Getting rid of moles in your lawn or garden can be a frustrating and fruitless chore even in the event that you know what you do. The multitude of misinformation and home-spun recommendations out there do not help matters either. People have used smoke bombs, red pepper, poison peanuts, razor blades, chewing gum, human hair, vibrating devices and long list of dangerous substances to find the moles out of their lawns. There’s very little evidence to support these methods. After years of trialing this method or that method I am of the conviction that there’s only one mole control strategy that works. Effective mole control consists of:
1. Effective mole traps
2. An excellent understanding of a moles behaviour and customs.
There are a variety of mole traps in the marketplace. The two most common styles are also the most effective. They work on the same premise as far as having a trap pan placed on the top side of the mole tunnel and striking when being pushed upward.

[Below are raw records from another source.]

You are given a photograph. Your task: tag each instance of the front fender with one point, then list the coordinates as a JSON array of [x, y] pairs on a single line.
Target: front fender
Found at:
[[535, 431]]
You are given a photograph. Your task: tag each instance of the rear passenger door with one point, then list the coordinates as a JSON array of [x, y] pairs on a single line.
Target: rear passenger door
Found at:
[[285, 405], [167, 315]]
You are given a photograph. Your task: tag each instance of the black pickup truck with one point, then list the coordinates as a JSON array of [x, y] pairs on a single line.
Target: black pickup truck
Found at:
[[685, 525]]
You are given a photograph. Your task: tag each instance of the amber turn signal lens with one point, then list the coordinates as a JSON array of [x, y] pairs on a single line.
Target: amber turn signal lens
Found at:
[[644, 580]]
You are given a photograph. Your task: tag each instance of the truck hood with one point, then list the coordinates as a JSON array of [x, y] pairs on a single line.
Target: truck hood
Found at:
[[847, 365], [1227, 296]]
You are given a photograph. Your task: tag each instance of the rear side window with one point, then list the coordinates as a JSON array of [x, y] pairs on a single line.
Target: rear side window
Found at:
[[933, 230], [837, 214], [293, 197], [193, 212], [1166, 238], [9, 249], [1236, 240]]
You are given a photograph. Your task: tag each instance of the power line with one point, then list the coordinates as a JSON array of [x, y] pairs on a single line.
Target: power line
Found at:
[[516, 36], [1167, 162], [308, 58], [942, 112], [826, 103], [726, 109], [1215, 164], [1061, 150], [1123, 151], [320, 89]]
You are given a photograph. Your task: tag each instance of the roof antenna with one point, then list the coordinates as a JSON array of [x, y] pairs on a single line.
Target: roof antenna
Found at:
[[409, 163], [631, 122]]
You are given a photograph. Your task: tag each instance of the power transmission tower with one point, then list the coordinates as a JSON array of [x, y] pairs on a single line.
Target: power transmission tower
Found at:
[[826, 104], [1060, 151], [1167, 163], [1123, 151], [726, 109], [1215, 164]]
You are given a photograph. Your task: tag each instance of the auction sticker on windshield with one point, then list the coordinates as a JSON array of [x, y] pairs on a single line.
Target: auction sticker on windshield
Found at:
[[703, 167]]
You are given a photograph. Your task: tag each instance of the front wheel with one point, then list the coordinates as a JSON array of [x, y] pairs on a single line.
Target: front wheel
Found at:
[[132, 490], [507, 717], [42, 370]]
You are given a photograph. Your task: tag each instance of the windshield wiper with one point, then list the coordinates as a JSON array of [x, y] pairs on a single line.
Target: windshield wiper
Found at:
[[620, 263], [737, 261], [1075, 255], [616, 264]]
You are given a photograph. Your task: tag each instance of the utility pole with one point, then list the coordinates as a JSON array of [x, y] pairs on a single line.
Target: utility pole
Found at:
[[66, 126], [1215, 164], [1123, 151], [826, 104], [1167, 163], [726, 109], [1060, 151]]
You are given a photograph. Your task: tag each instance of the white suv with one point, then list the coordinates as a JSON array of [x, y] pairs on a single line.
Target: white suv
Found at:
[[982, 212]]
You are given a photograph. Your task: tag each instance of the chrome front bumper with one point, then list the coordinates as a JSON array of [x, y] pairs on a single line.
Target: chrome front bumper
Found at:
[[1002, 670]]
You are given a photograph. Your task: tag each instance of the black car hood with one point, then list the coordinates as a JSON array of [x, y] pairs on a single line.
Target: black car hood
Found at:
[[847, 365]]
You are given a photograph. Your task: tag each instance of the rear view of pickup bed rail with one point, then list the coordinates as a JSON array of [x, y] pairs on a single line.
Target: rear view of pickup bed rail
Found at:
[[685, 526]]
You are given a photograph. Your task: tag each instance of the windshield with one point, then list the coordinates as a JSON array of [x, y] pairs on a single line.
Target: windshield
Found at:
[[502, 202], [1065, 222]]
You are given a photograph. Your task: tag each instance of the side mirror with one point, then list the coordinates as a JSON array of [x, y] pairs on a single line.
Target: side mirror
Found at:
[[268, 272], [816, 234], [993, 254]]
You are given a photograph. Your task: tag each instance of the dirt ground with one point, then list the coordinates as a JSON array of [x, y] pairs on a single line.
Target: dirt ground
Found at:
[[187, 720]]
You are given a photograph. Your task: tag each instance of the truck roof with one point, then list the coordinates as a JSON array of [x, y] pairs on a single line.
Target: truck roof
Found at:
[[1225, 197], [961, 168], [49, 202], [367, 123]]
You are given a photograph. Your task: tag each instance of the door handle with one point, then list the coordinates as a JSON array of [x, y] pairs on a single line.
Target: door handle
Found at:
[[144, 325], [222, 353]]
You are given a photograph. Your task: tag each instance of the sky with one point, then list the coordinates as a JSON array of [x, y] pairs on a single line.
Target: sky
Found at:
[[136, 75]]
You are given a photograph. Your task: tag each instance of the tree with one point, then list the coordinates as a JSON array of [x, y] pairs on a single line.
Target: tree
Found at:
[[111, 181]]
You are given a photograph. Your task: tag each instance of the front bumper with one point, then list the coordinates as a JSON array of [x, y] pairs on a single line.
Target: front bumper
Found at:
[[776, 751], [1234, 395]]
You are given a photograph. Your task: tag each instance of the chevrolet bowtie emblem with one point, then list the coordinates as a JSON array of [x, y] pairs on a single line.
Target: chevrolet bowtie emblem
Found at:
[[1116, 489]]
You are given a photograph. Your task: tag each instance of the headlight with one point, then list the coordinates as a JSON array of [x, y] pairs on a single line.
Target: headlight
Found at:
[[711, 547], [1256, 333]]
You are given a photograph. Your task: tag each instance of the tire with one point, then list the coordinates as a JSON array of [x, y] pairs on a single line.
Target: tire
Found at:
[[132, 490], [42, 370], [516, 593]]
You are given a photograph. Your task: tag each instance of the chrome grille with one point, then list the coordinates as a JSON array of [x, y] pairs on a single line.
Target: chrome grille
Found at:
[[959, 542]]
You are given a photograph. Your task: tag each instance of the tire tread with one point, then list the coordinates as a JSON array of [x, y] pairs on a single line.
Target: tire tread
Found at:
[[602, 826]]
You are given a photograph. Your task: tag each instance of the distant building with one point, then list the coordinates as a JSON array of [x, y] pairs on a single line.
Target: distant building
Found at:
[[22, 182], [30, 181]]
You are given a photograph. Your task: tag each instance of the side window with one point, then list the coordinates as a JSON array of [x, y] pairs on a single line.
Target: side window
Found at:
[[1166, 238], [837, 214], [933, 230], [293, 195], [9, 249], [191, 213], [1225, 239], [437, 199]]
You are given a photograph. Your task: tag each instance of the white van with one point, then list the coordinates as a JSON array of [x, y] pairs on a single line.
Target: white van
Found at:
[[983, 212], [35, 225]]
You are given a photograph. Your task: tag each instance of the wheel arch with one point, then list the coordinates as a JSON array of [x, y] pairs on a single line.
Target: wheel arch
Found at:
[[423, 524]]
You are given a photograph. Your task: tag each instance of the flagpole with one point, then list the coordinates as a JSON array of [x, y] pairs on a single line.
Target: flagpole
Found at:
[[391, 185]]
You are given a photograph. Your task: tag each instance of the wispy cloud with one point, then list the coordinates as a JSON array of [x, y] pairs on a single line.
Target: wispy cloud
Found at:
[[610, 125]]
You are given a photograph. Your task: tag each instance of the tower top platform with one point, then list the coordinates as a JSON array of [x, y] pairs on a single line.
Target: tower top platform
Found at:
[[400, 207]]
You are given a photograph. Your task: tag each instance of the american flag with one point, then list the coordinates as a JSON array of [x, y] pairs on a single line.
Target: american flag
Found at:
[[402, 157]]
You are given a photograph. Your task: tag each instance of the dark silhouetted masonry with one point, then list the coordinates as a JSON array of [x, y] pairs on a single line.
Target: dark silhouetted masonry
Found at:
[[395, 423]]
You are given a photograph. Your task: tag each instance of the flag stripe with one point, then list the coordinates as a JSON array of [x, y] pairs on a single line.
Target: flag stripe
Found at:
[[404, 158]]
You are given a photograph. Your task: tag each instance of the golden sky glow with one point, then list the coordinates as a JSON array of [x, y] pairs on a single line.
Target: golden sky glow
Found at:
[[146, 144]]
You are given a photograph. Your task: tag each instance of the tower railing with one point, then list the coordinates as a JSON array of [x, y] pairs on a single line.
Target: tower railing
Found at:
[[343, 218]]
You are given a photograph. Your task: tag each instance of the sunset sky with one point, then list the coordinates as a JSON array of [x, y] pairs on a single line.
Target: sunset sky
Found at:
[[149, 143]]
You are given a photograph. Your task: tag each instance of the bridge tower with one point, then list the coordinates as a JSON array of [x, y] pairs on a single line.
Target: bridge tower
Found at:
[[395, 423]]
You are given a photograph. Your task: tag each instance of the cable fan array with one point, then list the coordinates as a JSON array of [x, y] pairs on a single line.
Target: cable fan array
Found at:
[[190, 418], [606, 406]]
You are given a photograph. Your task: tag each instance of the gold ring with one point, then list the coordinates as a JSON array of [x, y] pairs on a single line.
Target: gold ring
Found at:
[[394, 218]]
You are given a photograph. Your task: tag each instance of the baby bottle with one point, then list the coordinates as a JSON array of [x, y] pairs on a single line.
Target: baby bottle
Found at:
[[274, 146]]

This plunger or harpoon style mole trap appears to be the most popular and available of the different varieties and is designed for being put on-top of the ground directly over the mole runway so that its supporting stakes straddle the tube and its spikes dip down and harpoon the mole as it pushes upward on the trigger pan.
The scissor traps have big scissor-like blades which are inserted across the mole tunnel after pushing down a small area for the cause. When the mole excavates the collapsed part of the tube, the claws slam shut and kill the mole. These traps work well on the deeper main mole tunnels which are generally 8 to 12 inches below the surface.
Proper positioning of mole traps is the key to success or failure. This is where a good understanding of mole behavior and habits is vital.
The mole is a solitary and territorial animal. In reality there usually are only 2 – 3 moles per acre. This territorial nature is an integral element in mole control. After a mole is eliminated by trapping your lawn may soon be maintained by a neighboring mole searching for new grounds causing you to think your mole control plan isn’t working.
Moles make two types of tunnels. Mole hills are built as the mole digs deep runs and pushes soil up through the surface of the lawn.
The interconnecting trails visible above ground and just under the surface are feeding tunnels and might frequently be used only once. Deep tunnels are the mole’s highways which lead between feeding areas and living chambers. These deep tunnels are where the scissor trap really shines. Too find deeper tunnels use a stick and probe between or alongside fresh mounds. After the floor gives way, the rod has probably broken through the burrow.
Finding surface runways that are active will take you a bit more time. Start looking for good straight tunnels. Tunnels that are more likely to be active appear to be those linking feeding areas or those running adjacent to driveways, walks or garden borders. You’ll have to collapse a little area of many tunnels and mark the spots. Over the next couple days you’ll have to check to see which tunnels are re-expanded. These are the active tunnels and this is where you want to place your traps.
These traps do not know the difference between a mole and a hand. Be very careful. Follow the manufacturer’s directions and warnings. And most of all keep them out of the hands of a child and educate your children so that they know better than to play a set mole trap. You can also call Boynton Beach Raccoon Removal for help.